For churches, consider what Dietrich Bonhoeffer writes: “Silence in the face of evil is itself evil: God will not hold us guiltless. Not to speak is to speak. Not to act is to act.” Churches must be proactive in keeping children safe. They need to be communities of hope, healing, and good news to those who have suffered sexual assault. Failure to do so will result in additional cases of abuse and in lifetimes of agonizing physical, emotional, and spiritual damage.
God calls his people to be agents of good news and tell people that Jesus responds to their pain and past. We get to remind survivors that their story doesn’t end with the assault; that their life was intended for more than shame, guilt, despair, pain, and denial; that the assault doesn’t define them or have the last word on their identity.
Not the Final Word
Sexual assault is part of Denhollander’s story, and it’s an important part of her story, but she is clear that it doesn’t define her.
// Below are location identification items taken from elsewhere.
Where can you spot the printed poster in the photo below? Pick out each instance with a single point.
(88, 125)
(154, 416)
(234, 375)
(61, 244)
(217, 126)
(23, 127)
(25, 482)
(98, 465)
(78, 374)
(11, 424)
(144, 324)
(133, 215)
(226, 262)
Evil and abuse aren’t capable of creating or ultimately defining reality. That is only God’s prerogative. However, evil and violence can pervert, distort, and destroy. They’re parasitic on the original good of God’s creation. In this way evil serves as the backdrop on the stage where God’s redemption shines with even greater brilliance and pronounced drama. What evil uses to destroy, God uses to expose, excise, and then heal.
Both What Is a Girl Worth? and How Much Is a Little Girl Worth?—the children’s book Denhollander also wrote—offer hope, healing, and worth as our individual stories are brought into God’s larger story of dignity, healing, wholeness, redemption, and shalom. God redeems what has been destroyed. Denhollander captures this message well in How Much Is a Little Girl Worth?: “No one has the power to change what God’s done, / And he says you’re worth everything, even his Son. / Worth all the pain, worth great sacrifice, / Worth leaving heaven, worth giving his life.”